Silent vigil held to commemorate Egyptian activist Shaima al-Sabbagh

Silent vigil held to commemorate Egyptian activist Shaima al-Sabbagh
On the eve of the anniversary of the January revolution, a silent vigil in Alexandria was held to commemorate Shaima al-Sabbagh, an activist who was shot by an Egyptian policeman.
3 min read
24 January, 2016
Shaima al-Sabbagh's death at the hands of the police was captured on camera [Getty]
A silent vigil was held today in Alexandria to commemorate the anniversary of the death of Shaima al-Sabbagh, an activist who was shot a year ago while attempting to place flowers in Talaat Harb square for the occasion of the 25 January revolution

During the last week, calls were initially spread by the Socialist Alliance, the political party to which she belonged, to hold a rally protesting her death.

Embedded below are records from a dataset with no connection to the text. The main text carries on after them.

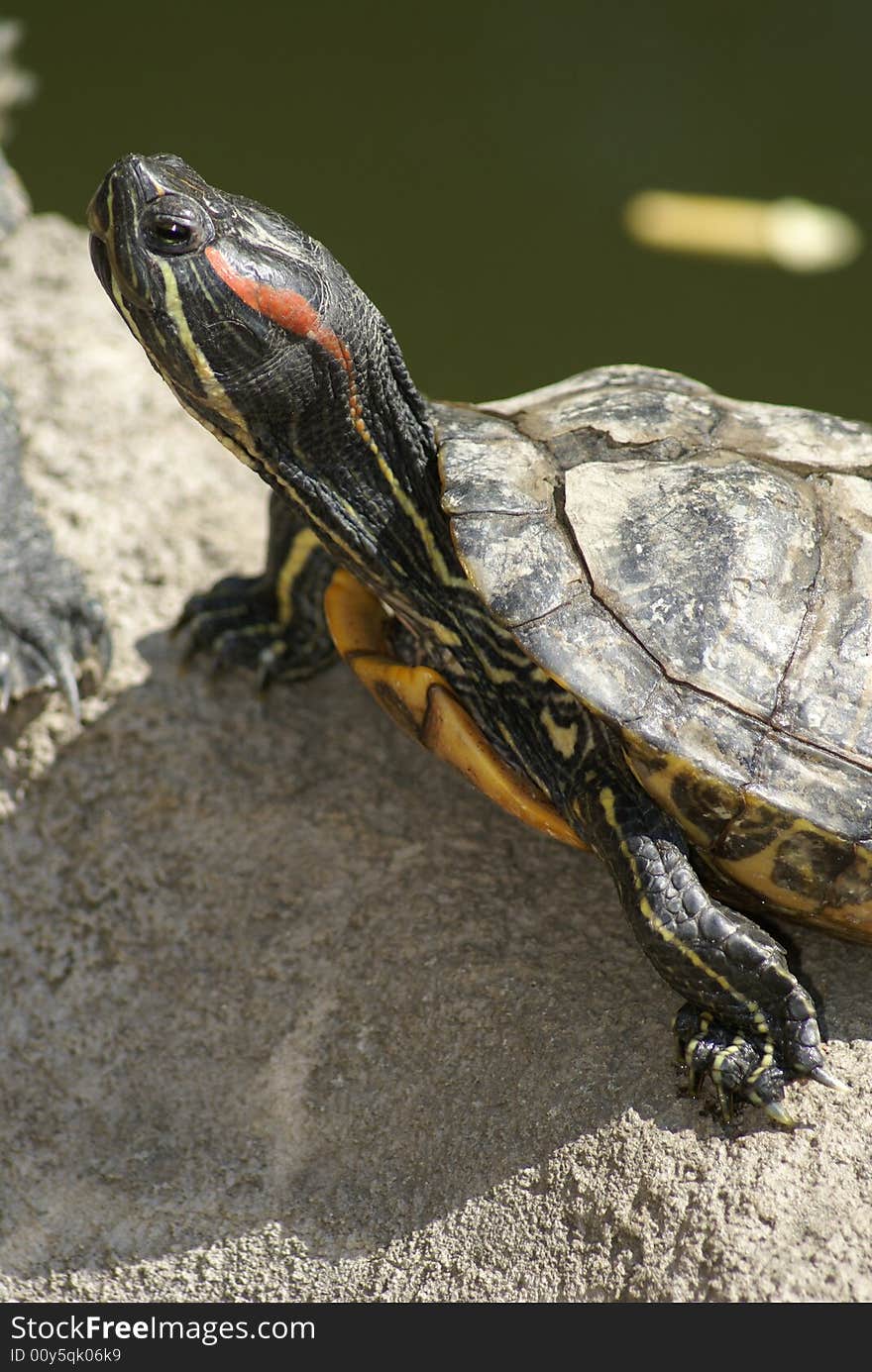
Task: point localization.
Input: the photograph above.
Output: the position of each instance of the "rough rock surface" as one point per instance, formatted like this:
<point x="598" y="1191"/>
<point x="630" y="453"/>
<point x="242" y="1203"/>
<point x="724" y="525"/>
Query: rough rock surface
<point x="290" y="1012"/>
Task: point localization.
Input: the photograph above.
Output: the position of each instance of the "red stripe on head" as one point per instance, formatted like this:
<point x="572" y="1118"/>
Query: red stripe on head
<point x="287" y="309"/>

However, activists and lawyers found a number of what appeared to be security officers had deployed in plainclothes outside the cemetery, and decided to hold a silent vigil dressed in black.

Participants read her poems and placed flowers on her grave, including roses in reference to the flowers she was holding when she was shot by Egyptian security forces a year ago.

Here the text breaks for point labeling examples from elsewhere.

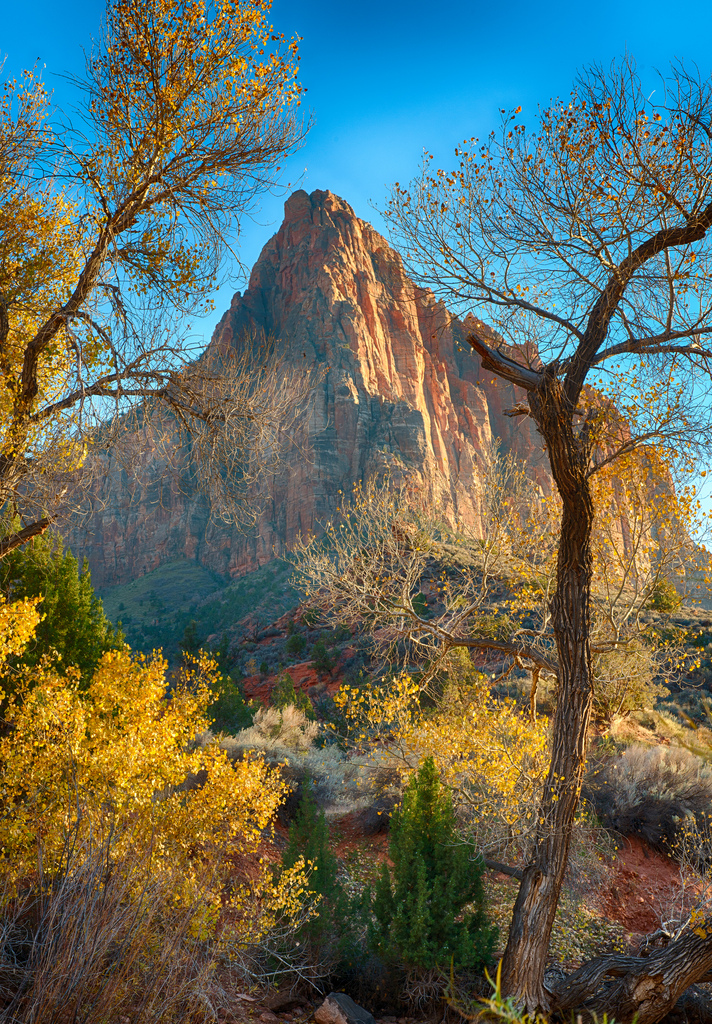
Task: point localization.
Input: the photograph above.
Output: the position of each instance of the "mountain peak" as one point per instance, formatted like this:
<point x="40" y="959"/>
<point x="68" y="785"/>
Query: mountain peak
<point x="403" y="390"/>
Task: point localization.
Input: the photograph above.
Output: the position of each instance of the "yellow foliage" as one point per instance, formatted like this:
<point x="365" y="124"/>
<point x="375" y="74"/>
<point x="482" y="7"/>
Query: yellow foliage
<point x="17" y="623"/>
<point x="119" y="764"/>
<point x="485" y="749"/>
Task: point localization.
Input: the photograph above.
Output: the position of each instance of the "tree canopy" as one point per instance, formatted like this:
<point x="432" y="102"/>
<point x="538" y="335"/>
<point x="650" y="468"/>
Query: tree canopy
<point x="586" y="244"/>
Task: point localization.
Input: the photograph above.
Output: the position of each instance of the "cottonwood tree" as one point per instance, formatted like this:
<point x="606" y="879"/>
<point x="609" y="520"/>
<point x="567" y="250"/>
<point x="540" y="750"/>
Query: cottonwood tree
<point x="113" y="227"/>
<point x="587" y="242"/>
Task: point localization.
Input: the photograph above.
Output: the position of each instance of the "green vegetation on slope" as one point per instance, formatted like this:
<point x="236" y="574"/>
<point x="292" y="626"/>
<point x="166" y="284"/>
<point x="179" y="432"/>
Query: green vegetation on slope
<point x="156" y="609"/>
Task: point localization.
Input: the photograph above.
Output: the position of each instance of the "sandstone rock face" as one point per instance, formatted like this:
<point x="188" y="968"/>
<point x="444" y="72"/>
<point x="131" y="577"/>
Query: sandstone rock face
<point x="402" y="390"/>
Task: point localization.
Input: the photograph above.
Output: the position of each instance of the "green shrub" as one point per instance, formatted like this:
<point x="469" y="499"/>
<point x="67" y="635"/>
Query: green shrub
<point x="74" y="625"/>
<point x="664" y="597"/>
<point x="321" y="657"/>
<point x="191" y="641"/>
<point x="624" y="681"/>
<point x="229" y="711"/>
<point x="429" y="914"/>
<point x="308" y="838"/>
<point x="295" y="644"/>
<point x="285" y="694"/>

"It was an honour to live beside her, the most important thing that happened to me in my life was to be with her in her last moment," Sayyid Abu el-Ela, the friend holding her in the iconic photo showing her death, told VICE News.

"We know that freedom is expensive, but now we ask ourselves if it is as expensive as Shaimaa's blood, and we are not sure about that."

 

 

A literary prize was established in her honuor, as Shaima was a keen poet as well as a singer.

In April, a Cairo Court sentenced a policeman to 15 years in jail over the killing.  The sentencing was unusual, and likely due to the popular outrage that surrounded Shaima’s death.

Yet the sentence, given not for murder, but "assault leading to the death" of Shaima, means that, according to Egyptian law, he would serve only three to seven years for that particular crime.

Thirteen members of the Socialist Alliance Party who had organised the protest during which she was shot were later arrested on charges of violating a protest law. The charges were subsequently dropped.

Many compared the killing to that of Sondos Ridha, a 17 year old who was shot a day before Shaima at an anti-coup rally in Alexandria.

Sondos' death did not elicit the same outrage from the public, however, which many suspected was due to her political support to the Muslim Brotherhood, the fact she was killed in Alexandria and the absence of an iconic photograph of the event.